Bandscheibenschaden (Diskopathie) – Körperliche Untersuchung
Eine umfassende klinische Untersuchung ist die Grundlage für die Auswahl der weiteren diagnostischen Schritte:
- Allgemeine körperliche Untersuchung – inklusive Blutdruck, Puls, Körpergewicht, Körpergröße; des Weiteren:
- Inspektion (Betrachtung)
- Haut (Normal: intakt; [Schürfungen/Wunden, Rötungen, Hämatome (Blutergüsse), Narben]) und Schleimhäute
- Gangbild (flüssig, hinkend)
- Körper- bzw. Gelenkhaltung (aufrecht, gebeugt, Schonhaltung) [Haltungsstörungen (schmerzbedingte Schonhaltung → Ausweichskoliose/Schmerzskoliose)]

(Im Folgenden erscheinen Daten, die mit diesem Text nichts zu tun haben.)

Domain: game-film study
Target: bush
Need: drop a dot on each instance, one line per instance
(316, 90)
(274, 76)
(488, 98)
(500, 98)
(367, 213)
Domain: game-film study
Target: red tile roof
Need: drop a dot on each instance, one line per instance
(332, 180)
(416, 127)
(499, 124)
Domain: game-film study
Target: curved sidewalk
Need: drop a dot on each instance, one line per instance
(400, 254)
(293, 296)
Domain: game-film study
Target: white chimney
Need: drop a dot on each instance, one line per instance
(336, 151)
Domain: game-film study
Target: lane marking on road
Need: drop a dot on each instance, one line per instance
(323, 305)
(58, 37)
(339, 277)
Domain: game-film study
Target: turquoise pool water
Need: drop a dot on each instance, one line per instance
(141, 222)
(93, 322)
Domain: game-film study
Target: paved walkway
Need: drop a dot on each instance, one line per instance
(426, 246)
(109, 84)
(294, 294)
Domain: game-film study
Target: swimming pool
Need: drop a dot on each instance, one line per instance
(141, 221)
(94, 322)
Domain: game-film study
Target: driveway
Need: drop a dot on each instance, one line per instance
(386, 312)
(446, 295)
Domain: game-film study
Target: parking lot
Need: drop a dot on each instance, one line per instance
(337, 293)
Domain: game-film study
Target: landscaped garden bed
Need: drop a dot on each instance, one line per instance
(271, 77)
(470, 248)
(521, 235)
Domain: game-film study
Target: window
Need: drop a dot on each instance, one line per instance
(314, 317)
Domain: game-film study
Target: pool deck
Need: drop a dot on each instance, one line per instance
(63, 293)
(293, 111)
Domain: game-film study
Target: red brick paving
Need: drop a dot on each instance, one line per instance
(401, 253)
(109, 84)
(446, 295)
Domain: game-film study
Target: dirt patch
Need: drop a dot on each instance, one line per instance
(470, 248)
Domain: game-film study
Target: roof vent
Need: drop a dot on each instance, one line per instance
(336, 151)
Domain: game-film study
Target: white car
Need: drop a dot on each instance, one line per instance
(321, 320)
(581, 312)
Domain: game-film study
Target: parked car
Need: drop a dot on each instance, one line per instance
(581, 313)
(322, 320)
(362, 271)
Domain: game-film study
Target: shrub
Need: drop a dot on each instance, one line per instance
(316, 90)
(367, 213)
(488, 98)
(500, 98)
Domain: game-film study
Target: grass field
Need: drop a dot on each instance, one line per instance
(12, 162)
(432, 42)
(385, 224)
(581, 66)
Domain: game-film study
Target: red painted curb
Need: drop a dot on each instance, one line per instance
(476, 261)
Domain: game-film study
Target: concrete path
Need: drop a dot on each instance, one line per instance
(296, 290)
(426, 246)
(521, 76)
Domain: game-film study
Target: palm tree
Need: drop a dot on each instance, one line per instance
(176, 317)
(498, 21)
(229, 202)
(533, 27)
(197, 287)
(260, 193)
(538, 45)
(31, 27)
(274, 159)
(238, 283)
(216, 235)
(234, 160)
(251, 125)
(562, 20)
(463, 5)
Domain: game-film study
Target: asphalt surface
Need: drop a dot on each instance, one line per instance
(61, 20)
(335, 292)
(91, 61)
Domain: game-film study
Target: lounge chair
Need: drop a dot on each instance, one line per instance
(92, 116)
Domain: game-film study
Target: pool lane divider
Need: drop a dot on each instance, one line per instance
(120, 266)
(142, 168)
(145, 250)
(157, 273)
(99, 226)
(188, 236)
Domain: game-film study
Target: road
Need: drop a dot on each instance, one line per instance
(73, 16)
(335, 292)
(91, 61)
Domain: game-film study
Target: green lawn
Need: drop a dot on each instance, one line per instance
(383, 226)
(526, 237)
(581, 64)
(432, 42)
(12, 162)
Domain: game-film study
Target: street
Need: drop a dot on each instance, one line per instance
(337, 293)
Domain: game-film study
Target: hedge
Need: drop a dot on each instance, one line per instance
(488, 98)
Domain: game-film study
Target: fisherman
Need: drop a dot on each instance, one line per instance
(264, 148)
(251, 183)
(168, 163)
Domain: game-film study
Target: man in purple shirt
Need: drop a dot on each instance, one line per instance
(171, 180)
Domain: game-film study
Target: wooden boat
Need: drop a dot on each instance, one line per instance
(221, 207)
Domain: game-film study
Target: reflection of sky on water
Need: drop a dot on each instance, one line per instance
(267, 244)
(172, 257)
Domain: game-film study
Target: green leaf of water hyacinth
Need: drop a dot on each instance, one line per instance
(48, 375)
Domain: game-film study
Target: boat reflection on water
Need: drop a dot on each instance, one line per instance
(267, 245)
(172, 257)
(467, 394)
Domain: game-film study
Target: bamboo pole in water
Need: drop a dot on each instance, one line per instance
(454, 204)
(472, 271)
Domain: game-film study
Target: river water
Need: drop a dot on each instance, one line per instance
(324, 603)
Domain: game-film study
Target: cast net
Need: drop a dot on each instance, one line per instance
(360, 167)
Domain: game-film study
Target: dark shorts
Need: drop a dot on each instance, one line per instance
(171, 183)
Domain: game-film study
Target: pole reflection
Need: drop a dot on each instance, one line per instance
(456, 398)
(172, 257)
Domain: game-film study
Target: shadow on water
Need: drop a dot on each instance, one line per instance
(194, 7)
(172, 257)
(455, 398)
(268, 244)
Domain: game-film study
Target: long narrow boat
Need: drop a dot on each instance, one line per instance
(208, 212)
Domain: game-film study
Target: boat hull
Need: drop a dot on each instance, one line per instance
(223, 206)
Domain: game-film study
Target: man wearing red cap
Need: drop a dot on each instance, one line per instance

- Fehlhaltungen (Deformitäten, Kontrakturen, Verkürzungen)
- Muskelatrophien (Seitenvergleich!, ggf. Umfangmessungen)
- Gelenk (Schürfungen/Wunden, Schwellung (Tumor), Rötung (Rubor), Überwärmung (Calor); Verletzungshinweise wie Hämatombildung, arthrotische Gelenksverklumpung, Beinachsenbeurteilung)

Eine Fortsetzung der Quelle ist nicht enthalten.